Albert Einstein once said that mystery "is the source of all true art and all science. He who can no longer pause to wonder and stand rapt in awe, is as good as dead." When Pearl Schaeffer and Raye Cohen first partnered with the School District of Philadelphia four years ago, there was no mystery about the city's education system: it was in trouble. 80,000 students skipped over a week of school, and 46 percent dropped out. Schaeffer and Cohen knew something had to be done to make students stand in rapt awe once more.

After creating the Philadelphia Arts in Education Partnership in 1996, the pair successfully petitioned for a U.S. Department of Education grant 10 years later to prove that art could be used across disciplines like science and math to engage under-performing students. This week, the group announces a $1.1 million grant to expand the program, providing regular employment to 50 area artists trained as teachers, bringing the right kind of mystery back to math and science.

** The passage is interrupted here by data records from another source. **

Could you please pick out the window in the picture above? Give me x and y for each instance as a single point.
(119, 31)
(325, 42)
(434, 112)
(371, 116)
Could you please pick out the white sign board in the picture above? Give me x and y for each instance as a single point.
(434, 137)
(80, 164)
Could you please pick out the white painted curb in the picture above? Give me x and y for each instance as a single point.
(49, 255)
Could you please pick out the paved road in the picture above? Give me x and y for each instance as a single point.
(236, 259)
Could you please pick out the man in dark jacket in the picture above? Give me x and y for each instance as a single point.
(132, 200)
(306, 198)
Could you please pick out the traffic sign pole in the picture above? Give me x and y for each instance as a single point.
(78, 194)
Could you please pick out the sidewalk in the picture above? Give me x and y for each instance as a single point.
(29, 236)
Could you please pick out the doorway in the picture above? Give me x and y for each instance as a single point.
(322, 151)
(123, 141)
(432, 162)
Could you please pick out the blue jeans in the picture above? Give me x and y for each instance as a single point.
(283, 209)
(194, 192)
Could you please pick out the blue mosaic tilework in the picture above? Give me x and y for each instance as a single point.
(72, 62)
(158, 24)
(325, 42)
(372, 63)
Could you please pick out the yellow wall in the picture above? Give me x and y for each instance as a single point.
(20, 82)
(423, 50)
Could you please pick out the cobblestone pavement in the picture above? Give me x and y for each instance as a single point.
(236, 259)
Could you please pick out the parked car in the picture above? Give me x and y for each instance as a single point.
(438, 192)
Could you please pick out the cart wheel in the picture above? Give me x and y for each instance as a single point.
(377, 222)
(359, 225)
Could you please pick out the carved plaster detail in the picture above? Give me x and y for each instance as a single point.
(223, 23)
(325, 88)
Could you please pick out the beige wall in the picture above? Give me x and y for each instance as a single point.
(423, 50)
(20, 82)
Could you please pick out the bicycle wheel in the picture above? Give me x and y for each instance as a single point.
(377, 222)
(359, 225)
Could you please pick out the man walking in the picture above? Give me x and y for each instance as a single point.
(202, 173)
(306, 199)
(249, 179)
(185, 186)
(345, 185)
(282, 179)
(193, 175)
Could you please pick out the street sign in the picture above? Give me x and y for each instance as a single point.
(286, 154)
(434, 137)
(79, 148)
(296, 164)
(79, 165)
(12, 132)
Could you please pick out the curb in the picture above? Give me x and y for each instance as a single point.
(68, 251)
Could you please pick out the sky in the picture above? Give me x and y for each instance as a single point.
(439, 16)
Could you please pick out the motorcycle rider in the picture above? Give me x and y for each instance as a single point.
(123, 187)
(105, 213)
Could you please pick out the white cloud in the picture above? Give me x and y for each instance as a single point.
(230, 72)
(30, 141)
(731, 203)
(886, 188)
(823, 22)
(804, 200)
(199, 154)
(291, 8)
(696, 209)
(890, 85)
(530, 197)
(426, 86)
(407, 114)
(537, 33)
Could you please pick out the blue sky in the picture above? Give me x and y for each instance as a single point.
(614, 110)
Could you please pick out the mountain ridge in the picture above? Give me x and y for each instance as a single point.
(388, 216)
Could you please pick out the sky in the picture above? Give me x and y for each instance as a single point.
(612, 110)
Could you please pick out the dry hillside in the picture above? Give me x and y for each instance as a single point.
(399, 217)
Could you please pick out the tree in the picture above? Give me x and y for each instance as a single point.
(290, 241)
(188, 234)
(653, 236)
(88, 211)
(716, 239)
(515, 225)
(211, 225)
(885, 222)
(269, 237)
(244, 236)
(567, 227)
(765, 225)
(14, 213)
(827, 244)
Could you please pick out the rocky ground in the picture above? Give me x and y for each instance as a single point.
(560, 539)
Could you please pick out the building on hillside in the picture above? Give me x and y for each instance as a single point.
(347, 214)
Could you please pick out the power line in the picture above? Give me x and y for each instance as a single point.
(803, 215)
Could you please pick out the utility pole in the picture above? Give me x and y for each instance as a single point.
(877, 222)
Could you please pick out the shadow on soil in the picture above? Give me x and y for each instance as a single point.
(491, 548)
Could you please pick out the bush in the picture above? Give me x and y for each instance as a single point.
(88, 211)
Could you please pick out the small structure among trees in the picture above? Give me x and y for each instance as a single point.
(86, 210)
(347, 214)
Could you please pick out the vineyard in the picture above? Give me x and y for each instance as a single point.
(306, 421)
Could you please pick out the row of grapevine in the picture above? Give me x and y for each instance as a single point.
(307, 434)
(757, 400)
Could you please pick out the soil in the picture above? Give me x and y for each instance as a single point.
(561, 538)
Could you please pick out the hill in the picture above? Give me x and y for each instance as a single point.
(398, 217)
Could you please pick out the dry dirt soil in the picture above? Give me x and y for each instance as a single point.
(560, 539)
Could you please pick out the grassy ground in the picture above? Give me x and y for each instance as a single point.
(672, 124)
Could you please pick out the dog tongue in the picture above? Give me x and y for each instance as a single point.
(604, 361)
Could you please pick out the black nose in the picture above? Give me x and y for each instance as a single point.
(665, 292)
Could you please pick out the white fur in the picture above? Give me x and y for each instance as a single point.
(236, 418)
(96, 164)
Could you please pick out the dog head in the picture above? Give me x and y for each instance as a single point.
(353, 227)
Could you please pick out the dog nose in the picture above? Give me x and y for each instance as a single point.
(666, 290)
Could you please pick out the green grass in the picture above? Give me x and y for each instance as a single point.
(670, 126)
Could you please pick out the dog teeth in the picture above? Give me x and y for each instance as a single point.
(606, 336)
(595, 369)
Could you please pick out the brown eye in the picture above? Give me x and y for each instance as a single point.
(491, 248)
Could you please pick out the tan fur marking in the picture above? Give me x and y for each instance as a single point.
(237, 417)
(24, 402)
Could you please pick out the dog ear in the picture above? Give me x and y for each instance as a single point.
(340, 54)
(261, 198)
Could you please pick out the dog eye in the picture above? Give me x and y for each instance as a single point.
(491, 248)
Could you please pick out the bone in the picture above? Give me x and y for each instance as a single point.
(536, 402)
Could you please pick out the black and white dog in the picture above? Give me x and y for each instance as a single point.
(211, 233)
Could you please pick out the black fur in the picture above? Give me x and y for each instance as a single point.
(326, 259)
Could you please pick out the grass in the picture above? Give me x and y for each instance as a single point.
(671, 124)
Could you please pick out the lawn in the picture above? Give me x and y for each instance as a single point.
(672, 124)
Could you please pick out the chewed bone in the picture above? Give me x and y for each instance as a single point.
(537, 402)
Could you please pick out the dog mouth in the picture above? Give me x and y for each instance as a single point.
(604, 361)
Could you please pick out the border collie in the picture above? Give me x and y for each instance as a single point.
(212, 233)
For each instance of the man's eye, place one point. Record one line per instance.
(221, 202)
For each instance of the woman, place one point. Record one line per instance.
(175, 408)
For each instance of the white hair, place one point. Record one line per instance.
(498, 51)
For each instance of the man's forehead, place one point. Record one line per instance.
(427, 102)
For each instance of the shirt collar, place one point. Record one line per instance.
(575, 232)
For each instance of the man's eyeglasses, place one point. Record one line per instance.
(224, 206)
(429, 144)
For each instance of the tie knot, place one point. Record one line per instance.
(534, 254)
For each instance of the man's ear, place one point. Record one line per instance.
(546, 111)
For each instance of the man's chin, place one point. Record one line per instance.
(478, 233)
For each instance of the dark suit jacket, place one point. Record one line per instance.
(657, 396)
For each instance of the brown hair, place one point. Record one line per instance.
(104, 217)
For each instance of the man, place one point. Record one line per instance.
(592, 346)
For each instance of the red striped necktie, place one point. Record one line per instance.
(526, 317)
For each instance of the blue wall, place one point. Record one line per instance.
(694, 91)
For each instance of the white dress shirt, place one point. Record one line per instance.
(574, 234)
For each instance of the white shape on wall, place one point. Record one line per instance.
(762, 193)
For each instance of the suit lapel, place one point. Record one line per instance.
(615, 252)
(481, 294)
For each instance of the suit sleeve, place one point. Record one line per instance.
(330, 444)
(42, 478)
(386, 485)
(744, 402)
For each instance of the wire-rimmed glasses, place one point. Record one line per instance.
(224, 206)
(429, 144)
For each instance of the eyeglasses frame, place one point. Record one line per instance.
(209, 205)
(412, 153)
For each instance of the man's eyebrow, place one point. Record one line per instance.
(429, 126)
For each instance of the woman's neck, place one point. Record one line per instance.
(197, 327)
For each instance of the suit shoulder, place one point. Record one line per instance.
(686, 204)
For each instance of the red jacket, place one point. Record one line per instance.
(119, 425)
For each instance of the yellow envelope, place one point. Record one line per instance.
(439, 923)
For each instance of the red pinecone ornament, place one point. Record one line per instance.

"If students are having difficulty in reading, understanding sequencing of events in a story," says PAEP Education Director Raye Cohen,  "there would be an art project that would be discretely based on the idea of understanding the sequence as you go through that art project and the teacher and the artist would then reinforce that this is the same skill set as reading a story."

Building on its 2006 Arts Bridges report, PAEP has created Arts Link: Building Mathematics and Science Competencies through an Arts Integrated Model. With this 4-year grant, the group will not only educate teachers and artists in its new model but will honor state standards in mathematics, science, and reading skills for students in grades 2 through 5.

"The Arts are a means of allowing students to learn in multiple ways," says PAEP CEO Pearl Schaeffer. "When you allow arts to overlay a science project or a math project, students tend to learn better and retain information better. That's what we've been seeing and we are now going to test it out to get some hard data."